Glibenclamide does not reverse attenuated vasoreactivity to acute
or chronic hypoxia.
Eichinger, Mark R., Thomas C. Resta, Dana S. Balderrama, Gerald M.
Herrera, Lidia A. Richardson, Juanita M. Resta, and Benjimen R.
Walker.
Department of Physiology, University of New Mexico School of
Medicine, Albuquerque, NM 87131
APStracts 2:0216A, 1995.
Recent studies from our laboratory have shown that acute and chronic
hypoxic exposure are associated with attenuated systemic
vasoreactivity in conscious rats. The present studies examined the
role of adenosine triphosphate sensitive potassium channels (KATP
channels) in modulating the pressor and vasoconstrictor responses to
phenylephrine (PE) in conscious, instrumented rats 1) during acute
hypoxia or 2) following chronic hypoxic exposure. Mean arterial
pressure (MABP), mean cardiac output (CO) and total peripheral
resistance (TPR) were assessed before and after graded infusions of
PE in both groups of rats under normoxic or hypoxic conditions.
Additionally, the role of KATP channels in attenuating vasoreactivity
was determined by administration of glibenclamide (KATP channel
blocker) prior to PE infusions. Acute hypoxia (12% 02) was associated
with reduced pressor and constrictor responses to PE in control
animals. Further, acute return to room-air did not restore the
pressor and constrictor responses in the chronically hypoxic (CH)
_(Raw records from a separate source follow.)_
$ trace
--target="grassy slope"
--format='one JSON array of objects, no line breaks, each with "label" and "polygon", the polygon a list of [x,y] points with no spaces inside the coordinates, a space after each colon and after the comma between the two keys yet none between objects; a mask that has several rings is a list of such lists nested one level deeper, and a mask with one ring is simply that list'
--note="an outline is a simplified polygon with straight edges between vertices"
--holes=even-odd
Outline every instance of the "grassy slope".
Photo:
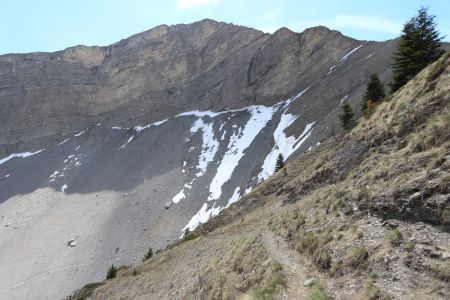
[{"label": "grassy slope", "polygon": [[444,299],[449,65],[447,53],[347,135],[299,156],[177,245],[74,298]]}]

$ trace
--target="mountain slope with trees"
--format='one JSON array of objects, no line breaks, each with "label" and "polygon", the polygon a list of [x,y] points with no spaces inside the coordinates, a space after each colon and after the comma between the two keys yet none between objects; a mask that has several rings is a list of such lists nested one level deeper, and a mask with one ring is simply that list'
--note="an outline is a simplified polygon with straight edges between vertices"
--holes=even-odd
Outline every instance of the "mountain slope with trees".
[{"label": "mountain slope with trees", "polygon": [[446,299],[449,78],[447,53],[350,132],[71,299]]}]

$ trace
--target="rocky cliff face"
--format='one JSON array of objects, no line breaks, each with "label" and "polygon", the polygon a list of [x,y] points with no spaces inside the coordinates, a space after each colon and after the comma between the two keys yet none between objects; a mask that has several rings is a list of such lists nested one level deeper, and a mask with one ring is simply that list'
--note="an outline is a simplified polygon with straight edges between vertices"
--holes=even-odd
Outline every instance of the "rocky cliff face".
[{"label": "rocky cliff face", "polygon": [[204,20],[0,56],[1,297],[61,298],[178,240],[338,132],[394,46]]},{"label": "rocky cliff face", "polygon": [[[204,20],[162,25],[107,47],[3,55],[0,153],[97,122],[130,127],[194,109],[273,104],[317,83],[362,43],[324,27],[269,35]],[[361,52],[377,51],[381,64],[364,68],[383,71],[389,47],[366,44]]]}]

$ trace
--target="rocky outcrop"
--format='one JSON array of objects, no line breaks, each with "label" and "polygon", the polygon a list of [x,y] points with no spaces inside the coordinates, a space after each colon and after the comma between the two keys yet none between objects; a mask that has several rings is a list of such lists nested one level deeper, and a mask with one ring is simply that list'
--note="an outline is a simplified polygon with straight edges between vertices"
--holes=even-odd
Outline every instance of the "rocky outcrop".
[{"label": "rocky outcrop", "polygon": [[[320,82],[361,44],[325,27],[303,33],[282,28],[270,35],[203,20],[158,26],[106,47],[3,55],[0,154],[98,122],[132,126],[194,109],[270,105]],[[391,52],[384,46],[369,43],[361,51],[378,51],[380,71]],[[354,91],[364,72],[344,76],[348,89],[341,86],[338,94]],[[329,96],[320,97],[326,99],[315,95],[307,102],[334,106]]]}]

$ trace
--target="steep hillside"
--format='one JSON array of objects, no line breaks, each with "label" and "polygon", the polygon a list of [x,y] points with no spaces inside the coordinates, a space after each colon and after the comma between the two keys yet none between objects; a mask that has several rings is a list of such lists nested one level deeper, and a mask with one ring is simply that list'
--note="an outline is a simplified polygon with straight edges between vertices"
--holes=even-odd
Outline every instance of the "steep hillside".
[{"label": "steep hillside", "polygon": [[177,241],[339,132],[395,45],[203,20],[0,56],[0,298],[61,298]]},{"label": "steep hillside", "polygon": [[449,82],[447,53],[350,133],[72,299],[448,299]]}]

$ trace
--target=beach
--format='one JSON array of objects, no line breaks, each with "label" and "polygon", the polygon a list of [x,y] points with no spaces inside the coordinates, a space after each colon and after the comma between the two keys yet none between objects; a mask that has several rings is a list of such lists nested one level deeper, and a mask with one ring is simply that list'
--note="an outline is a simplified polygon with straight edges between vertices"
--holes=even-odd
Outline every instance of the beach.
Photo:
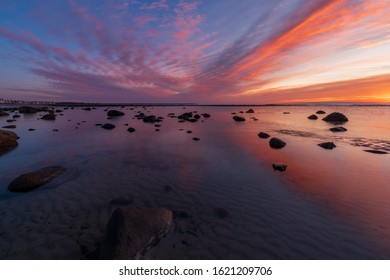
[{"label": "beach", "polygon": [[[364,151],[390,152],[389,106],[55,109],[54,121],[19,114],[9,129],[20,139],[0,156],[1,259],[96,259],[118,207],[173,213],[141,259],[390,259],[390,155]],[[113,109],[125,115],[107,119]],[[347,131],[307,118],[318,110],[348,116]],[[186,112],[200,118],[178,122]],[[272,149],[259,132],[287,145]],[[328,141],[336,148],[318,146]],[[30,192],[7,189],[47,166],[66,171]]]}]

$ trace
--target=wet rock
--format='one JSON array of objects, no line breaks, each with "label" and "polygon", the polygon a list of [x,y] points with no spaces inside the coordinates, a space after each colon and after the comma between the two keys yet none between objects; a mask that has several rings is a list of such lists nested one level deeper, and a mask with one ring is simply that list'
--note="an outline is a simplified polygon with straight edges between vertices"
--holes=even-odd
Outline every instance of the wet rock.
[{"label": "wet rock", "polygon": [[283,112],[283,115],[289,115],[290,112]]},{"label": "wet rock", "polygon": [[170,191],[172,191],[172,187],[170,185],[165,185],[164,192],[170,192]]},{"label": "wet rock", "polygon": [[333,112],[329,115],[327,115],[325,118],[322,119],[323,121],[330,122],[330,123],[345,123],[348,121],[348,118],[339,112]]},{"label": "wet rock", "polygon": [[271,140],[269,140],[269,145],[271,146],[271,148],[274,148],[274,149],[281,149],[281,148],[284,148],[286,146],[286,142],[284,142],[283,140],[279,139],[279,138],[271,138]]},{"label": "wet rock", "polygon": [[316,112],[316,114],[318,114],[318,115],[323,115],[323,114],[326,114],[326,112],[325,112],[325,111],[322,111],[322,110],[318,110],[318,111]]},{"label": "wet rock", "polygon": [[257,136],[259,136],[259,138],[263,138],[263,139],[267,139],[270,137],[270,135],[268,133],[265,133],[265,132],[260,132],[259,134],[257,134]]},{"label": "wet rock", "polygon": [[18,119],[18,118],[20,118],[20,115],[13,115],[12,116],[14,119]]},{"label": "wet rock", "polygon": [[342,126],[332,127],[332,128],[329,128],[329,130],[333,131],[333,132],[345,132],[345,131],[347,131],[347,129],[345,127],[342,127]]},{"label": "wet rock", "polygon": [[114,198],[110,201],[111,204],[128,205],[134,202],[134,196],[132,194],[124,195]]},{"label": "wet rock", "polygon": [[188,134],[191,134],[191,133],[192,133],[192,130],[187,130],[187,133],[188,133]]},{"label": "wet rock", "polygon": [[29,128],[28,131],[35,131],[35,128]]},{"label": "wet rock", "polygon": [[249,109],[248,111],[246,111],[245,113],[248,113],[248,114],[252,114],[254,113],[255,111],[253,111],[253,109]]},{"label": "wet rock", "polygon": [[235,120],[236,122],[244,122],[245,118],[240,116],[233,116],[233,120]]},{"label": "wet rock", "polygon": [[38,108],[28,107],[28,106],[22,106],[19,108],[19,113],[21,114],[35,114],[39,111],[40,110]]},{"label": "wet rock", "polygon": [[6,120],[7,123],[11,123],[11,122],[16,122],[15,119],[9,119],[9,120]]},{"label": "wet rock", "polygon": [[62,113],[63,111],[60,109],[55,110],[56,113]]},{"label": "wet rock", "polygon": [[129,127],[129,128],[127,129],[127,131],[130,132],[130,133],[135,132],[135,128],[134,128],[134,127]]},{"label": "wet rock", "polygon": [[11,192],[28,192],[49,183],[65,172],[61,166],[49,166],[34,172],[20,175],[8,185]]},{"label": "wet rock", "polygon": [[318,146],[320,146],[321,148],[327,149],[327,150],[332,150],[332,149],[336,148],[336,145],[333,142],[320,143],[320,144],[318,144]]},{"label": "wet rock", "polygon": [[214,208],[214,214],[219,219],[226,219],[230,216],[229,212],[225,208]]},{"label": "wet rock", "polygon": [[[71,109],[73,109],[73,108],[71,108]],[[83,108],[83,110],[84,111],[92,111],[92,108],[87,107],[87,108]]]},{"label": "wet rock", "polygon": [[196,114],[196,115],[194,115],[194,119],[200,119],[200,115],[198,115],[198,114]]},{"label": "wet rock", "polygon": [[318,117],[316,116],[316,115],[310,115],[310,116],[308,116],[307,117],[309,120],[317,120],[318,119]]},{"label": "wet rock", "polygon": [[363,151],[365,151],[367,153],[378,154],[378,155],[388,154],[388,152],[380,151],[380,150],[363,150]]},{"label": "wet rock", "polygon": [[192,138],[192,140],[199,141],[200,139],[198,137],[194,137],[194,138]]},{"label": "wet rock", "polygon": [[15,132],[0,129],[0,155],[16,148],[18,139],[19,136]]},{"label": "wet rock", "polygon": [[115,125],[111,124],[111,123],[105,123],[101,126],[101,128],[104,128],[104,129],[107,129],[107,130],[111,130],[111,129],[114,129],[115,128]]},{"label": "wet rock", "polygon": [[106,227],[99,258],[135,259],[172,225],[172,211],[165,208],[118,208]]},{"label": "wet rock", "polygon": [[189,119],[192,118],[192,112],[183,113],[183,114],[179,115],[177,118],[180,120],[188,121]]},{"label": "wet rock", "polygon": [[145,117],[143,117],[142,120],[146,123],[154,123],[154,122],[156,122],[156,116],[154,116],[154,115],[145,116]]},{"label": "wet rock", "polygon": [[7,116],[9,116],[9,114],[7,112],[0,110],[0,117],[7,117]]},{"label": "wet rock", "polygon": [[46,121],[55,121],[56,119],[56,115],[54,114],[45,114],[42,116],[42,120],[46,120]]},{"label": "wet rock", "polygon": [[274,171],[284,172],[287,170],[287,165],[274,163],[274,164],[272,164],[272,168],[274,169]]},{"label": "wet rock", "polygon": [[97,123],[97,124],[95,124],[95,126],[102,126],[102,124],[101,123]]},{"label": "wet rock", "polygon": [[110,110],[107,112],[107,116],[109,117],[119,117],[123,116],[125,113],[118,111],[118,110]]},{"label": "wet rock", "polygon": [[202,116],[203,116],[204,118],[210,118],[210,117],[211,117],[211,115],[208,114],[208,113],[204,113],[204,114],[202,114]]},{"label": "wet rock", "polygon": [[5,125],[5,126],[3,126],[3,128],[14,129],[14,128],[16,128],[16,125],[14,125],[14,124]]},{"label": "wet rock", "polygon": [[197,122],[198,119],[188,119],[189,122]]}]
rats. Glibenclamide infusion did not influence the pressor or
vasoconstrictor responses to PE in either group of animals during
normoxia or acute hypoxia. Therefore, our data suggest that opening
of KATP channels is not involved in the attenuated vasoreactivity
associated with acute and chronic hypoxia in the conscious rat.
Received 8 February 1995; accepted in final form 15 May 1995.
APS Manuscript Number A149-5.
Article publication pending Journal of Applied Physiology.
ISSN 1080-4757 Copyright 1995 The American Physiological Society.
Published in APStracts on 30 May 1995.